Jack Campbell (Nicolas Cage in The Family Man): It’s complicated.
Miller: So while I think the Supreme Court issuing a near-total ban on race-based admission policies is too extreme, my hope is that it motivates schools to take a different, more equitable approach to admissions. They should change their focus to giving a leg up to people from poor communities everywhere—be it black kids from the West Bank in NOLA or white kids from Appalachia—because that’s where schools can have the biggest impact.
Denny’s Applebee’s Max Manager (from South Park: Post Covid): That’s a pretty goddamn good idea.
Miller: But making that change doesn’t solve everything, ’cause look what else is here: SAT scores.
Patrick (from SpongeBob SquarePants): Testing, testing, testing, testing.
Miller: The new fad for college admissions officers trying to achieve equity is to stop considering standardized tests because they’re racist or something. That is insane.
George Costanzo (Jason Alexander on Seinfeld): I don’t think it’s gonna work out.
Miller: Who do you think is going to have more resources to help them write a good college essay? The rich kid in the burbs with a tutor or poor kids who gotta work after school?
Philip J. Fry (from Futurama): Tough call.
Miller: Standardized tests aren’t perfect but a recent study revealed something interesting about SAT scores. When elite universities look only at scores the group that gets the short end of the stick is the middle class, not poor people of color. Take a look. The people that get the biggest advantage, the 0.1 percent.
Stewie Griffin (from Family Guy): Whaaat?
Miller: Because I guess these hedge funds—I mean universities—need even more money from people like Jared Kushner’s daddy despite skyrocketing tuition costs and the fact that they don’t pay much at all in taxes. Why is Harvard only paying 1 percent in taxes on their endowment again?
Donna Tubbs-Brown (from The Cleveland Show): What?
Cleveland Brown (from The Cleveland Show): Hold up.
Miller: But interesting, by comparison, high-achieving poor kids are doing pretty well, too. So for now the group that’s really screwed is the big middle. It’s kids who score well on tests but whose parents don’t make enough money to pay these skyrocketing tuitions but aren’t poor enough to get substantial aid. They’re the ones who’ve really been left holding the bag.
Marge Simpson (from The Simpsons): You just can’t win.
Miller: The right way to fix that is not dumping standardized tests that have helped high-achieving kids from marginalized communities.

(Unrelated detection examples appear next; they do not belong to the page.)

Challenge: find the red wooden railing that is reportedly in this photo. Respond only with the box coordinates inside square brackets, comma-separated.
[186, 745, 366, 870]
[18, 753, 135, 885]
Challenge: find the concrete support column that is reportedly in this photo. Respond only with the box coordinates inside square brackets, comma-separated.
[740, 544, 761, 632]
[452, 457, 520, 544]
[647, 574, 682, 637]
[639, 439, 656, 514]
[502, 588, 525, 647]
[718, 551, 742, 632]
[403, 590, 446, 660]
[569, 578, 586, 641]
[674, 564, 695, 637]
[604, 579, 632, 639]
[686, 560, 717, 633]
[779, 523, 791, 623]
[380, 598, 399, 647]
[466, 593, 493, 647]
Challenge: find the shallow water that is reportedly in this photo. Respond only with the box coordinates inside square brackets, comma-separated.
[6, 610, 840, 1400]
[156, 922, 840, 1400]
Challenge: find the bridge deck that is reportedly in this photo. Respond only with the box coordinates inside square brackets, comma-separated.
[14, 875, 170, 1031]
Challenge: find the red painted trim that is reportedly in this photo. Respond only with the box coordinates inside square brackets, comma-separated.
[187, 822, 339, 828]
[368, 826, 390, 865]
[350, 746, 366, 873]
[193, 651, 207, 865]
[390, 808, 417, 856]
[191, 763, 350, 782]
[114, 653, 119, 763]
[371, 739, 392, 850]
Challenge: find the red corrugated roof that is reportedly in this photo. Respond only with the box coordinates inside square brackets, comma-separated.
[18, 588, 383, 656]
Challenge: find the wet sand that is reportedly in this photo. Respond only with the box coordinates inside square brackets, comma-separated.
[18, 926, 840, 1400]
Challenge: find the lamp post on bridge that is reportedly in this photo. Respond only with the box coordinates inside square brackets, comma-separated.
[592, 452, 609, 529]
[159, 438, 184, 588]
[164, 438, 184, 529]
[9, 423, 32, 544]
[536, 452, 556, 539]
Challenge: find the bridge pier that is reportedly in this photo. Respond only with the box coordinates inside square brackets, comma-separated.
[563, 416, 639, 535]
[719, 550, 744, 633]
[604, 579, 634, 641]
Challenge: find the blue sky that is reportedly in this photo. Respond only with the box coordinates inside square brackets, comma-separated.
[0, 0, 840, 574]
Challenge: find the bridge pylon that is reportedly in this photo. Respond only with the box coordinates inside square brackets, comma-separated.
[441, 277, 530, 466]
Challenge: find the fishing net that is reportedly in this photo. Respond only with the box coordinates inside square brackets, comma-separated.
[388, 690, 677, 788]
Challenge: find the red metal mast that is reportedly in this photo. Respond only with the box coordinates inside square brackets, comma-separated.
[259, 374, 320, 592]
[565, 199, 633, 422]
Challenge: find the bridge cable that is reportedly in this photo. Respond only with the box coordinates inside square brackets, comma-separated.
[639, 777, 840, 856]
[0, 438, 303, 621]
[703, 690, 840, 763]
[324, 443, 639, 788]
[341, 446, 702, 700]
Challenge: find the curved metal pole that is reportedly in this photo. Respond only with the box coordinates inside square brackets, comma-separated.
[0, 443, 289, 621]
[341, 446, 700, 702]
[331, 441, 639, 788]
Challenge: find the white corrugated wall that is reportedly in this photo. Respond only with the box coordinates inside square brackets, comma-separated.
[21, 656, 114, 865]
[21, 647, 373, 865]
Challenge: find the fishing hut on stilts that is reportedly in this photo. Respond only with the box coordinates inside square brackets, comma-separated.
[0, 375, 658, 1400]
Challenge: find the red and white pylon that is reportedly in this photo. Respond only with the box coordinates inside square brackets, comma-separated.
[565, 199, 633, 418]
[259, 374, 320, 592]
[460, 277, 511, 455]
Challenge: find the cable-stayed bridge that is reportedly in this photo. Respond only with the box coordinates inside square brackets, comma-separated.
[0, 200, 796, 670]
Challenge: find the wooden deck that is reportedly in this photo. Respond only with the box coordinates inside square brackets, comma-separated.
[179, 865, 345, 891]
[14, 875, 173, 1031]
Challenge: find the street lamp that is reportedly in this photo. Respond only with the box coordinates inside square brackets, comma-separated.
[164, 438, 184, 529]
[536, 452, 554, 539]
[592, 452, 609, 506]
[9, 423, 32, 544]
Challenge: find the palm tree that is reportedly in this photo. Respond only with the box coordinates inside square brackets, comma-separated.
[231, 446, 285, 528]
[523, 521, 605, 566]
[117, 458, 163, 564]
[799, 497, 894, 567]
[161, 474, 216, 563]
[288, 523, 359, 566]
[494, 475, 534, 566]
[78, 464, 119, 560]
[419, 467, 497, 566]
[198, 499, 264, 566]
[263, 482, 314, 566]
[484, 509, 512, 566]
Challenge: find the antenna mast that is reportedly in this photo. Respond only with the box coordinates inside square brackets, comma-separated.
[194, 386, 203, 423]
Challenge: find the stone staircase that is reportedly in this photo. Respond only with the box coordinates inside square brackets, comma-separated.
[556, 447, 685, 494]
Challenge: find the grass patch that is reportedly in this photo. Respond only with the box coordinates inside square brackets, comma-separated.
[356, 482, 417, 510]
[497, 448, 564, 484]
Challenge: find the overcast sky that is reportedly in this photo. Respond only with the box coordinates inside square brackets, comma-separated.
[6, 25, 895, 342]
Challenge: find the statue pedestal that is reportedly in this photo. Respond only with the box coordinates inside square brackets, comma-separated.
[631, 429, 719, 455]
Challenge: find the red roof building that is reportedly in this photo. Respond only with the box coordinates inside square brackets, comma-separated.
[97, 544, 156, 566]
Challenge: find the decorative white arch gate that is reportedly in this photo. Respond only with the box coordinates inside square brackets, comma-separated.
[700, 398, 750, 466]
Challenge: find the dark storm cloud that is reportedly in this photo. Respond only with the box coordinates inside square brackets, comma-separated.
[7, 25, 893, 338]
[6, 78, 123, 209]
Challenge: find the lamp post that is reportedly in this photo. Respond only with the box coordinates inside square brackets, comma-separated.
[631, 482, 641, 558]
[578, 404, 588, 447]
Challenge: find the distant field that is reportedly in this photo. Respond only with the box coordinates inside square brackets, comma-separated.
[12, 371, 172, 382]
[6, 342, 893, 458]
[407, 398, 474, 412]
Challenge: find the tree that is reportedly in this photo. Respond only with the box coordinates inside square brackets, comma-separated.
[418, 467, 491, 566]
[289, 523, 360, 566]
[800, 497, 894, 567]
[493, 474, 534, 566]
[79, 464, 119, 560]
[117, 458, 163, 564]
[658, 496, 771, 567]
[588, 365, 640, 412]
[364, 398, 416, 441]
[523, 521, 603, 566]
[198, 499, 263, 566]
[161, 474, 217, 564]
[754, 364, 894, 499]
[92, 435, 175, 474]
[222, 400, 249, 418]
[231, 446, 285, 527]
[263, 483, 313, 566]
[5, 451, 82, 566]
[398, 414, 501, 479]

It’s ending the affirmative action for uber-wealthy legacies who get in only because their parents make big donations.
Walter Beckett (from Spies in Disguise): We should probably do something about that.
Miller: And our last topic to air out: cancel culture.
Sam Rutherford (from Star Trek: Lower Decks): Oh, ho, ho, ho, spicy.
Miller: We hear plenty about conservative teachers and students who are canceled by liberal universities.
Abe Simpson (from The Simpsons): Have you ever read “The Boy Who Cried Wolf”?
Miller: And some of those cases are legit BS. But the problem isn’t just a one-way street.
Ashley Goudeau: Texas A&M University professor . . . was placed on leave and investigated after she was accused of making negative comments about Lieutenant Governor Dan Patrick during a lecture.
Miller: You didn’t hear a lot about that one from the cancel-culture brigade.
Max Tennyson (from Ben 10): That’s very odd.
Miller: My view? How about we stop doing this sh** everywhere? College is for learning and trying out opinions and debating. The last thing we need in our country is a divide between the woke colleges and the anti-woke colleges that are now sprouting up in Texas and Florida and elsewhere. We need a system where every kid has access and they can debate their views openly without interference from politicians waging phony culture wars because they won’t address the real problem.
Lisa Simpson (from The Simpsons): Getting an advanced education.